SaadZiaatharKhan/EchoGuide

Folders and files

NameName
Last commit message
Last commit date

Latest commit

 

History

2 Commits
 
 
 
 
 
 
 
 
 
 
 
 
 
 
 
 

Repository files navigation

EchoGuide: AI-Powered Navigation for the Visually Impaired

EchoGuide is a wearable assistive device that empowers visually impaired users with real-time audio feedback about their surroundings. Utilizing an ESP32-CAM module and a Python FastAPI server running lightweight computer vision models (e.g., MobileNet SSD or Tiny YOLO), EchoGuide identifies objects, estimates distances, and delivers simple voice cues. It can also save and recognize faces, making it a valuable companion for those with visual impairments.

Table of Contents

Features

  • Real-time object detection and distance estimation
  • Voice feedback for objects and faces
  • Face recognition for saved faces
  • Easy-to-use Python API for customization and integration
  • Compatible with ESP32-CAM modules

Technologies Used

  • ESP32-CAM
  • ESP32
  • Python
  • Flask
  • OpenCV
  • YOLO
  • DeepGram
  • face_recongition

Hardware Requirements

  • ESP32-CAM module
  • FTDI
  • ESP32-CAM module Development Board (Optional)
  • ESP32
  • PAM8403 Amplifier
  • Any small speaker
  • Jumper Wires
  • Breadboard or PCB
  • Power Supply
  • Micro USB Cable
  • Arduino Cable
  • Capacitors and Resistors for noise reduction (Optional)

Software Requirements

System Architecture

Workflow

  • ESP32-CAM captures frames and streams via HTTP POST.
  • Flask Server receives images, runs object detection and distance estimation.
  • System Microphone listens for voice commands; server responds with targeted frame analysis.
  • DeepGram processes audio and sends text to ESP32 for TTS and hence audio feedback to the user via speaker.

Installation

For Python Server

  1. Navigate to Root Directory.
  2. Create a virtual environment with Python 3.11.4 with name .venv.
  3. Activate the virtual environment using command .\venv\Scripts\activate.
  4. Run the following commands one by one
     pip install --upgrade pip
     pip install wheel setuptools
     pip install cmake==3.27.7
     pip install dlib==19.24.2
     pip install torch==2.0.1 torchvision==0.15.2 torchaudio==2.0.2 --index-url https://download.pytorch.org/whl/cpu
     pip install -r requirements.txt
  5. While installing face_recognition, if you encounter any error regarding cmake or dlib, then you will have to manually install cmake from here.
  6. While installing, if there is any package compatibility issue, you will have to resolve it.

For ESP32

  1. Navigate to Speaker directory.

  2. Follow the tutorial to install the ESP32 development board.
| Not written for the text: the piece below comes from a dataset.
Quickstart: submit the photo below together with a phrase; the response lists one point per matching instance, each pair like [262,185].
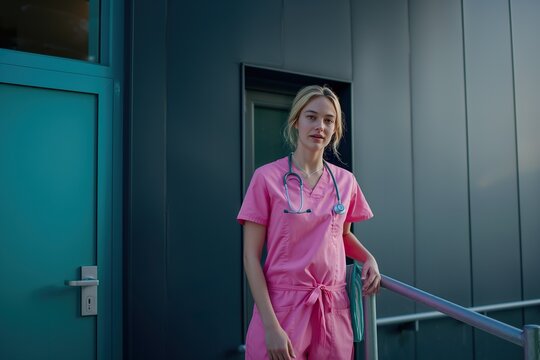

  3. Upload the code to your ESP32.

  4. Connect ESP32, speaker and PAM8403 Amplifier to the ESP32 in following manners.

    ESP32 PAM8403 Amplifier Speaker
    3.3 V (or 5 V, Choose Accordingly) 5 V +
    GND GND
    GPIO 25 L IN
    L OUT + + (Positive Terminal)
    L OUT - - (Negative Terminal)

For ESP32-CAM Module

  1. Navigate to ESP32_Camera directory.

  2. Connect the ESP32-CAM module to the FTDI in following manner.

    ESP32 Cam Module FTDI
    5 V VCC
    GND GND
    UOT RX
    UOR TX
  3. Connect the IO0 and GND of the ESP32-CAM module. (This is only done while uploading the code)

  4. Upload the code to your ESP32-CAM module.

  5. Disconnect the IO0 and GND of the ESP32-CAM module.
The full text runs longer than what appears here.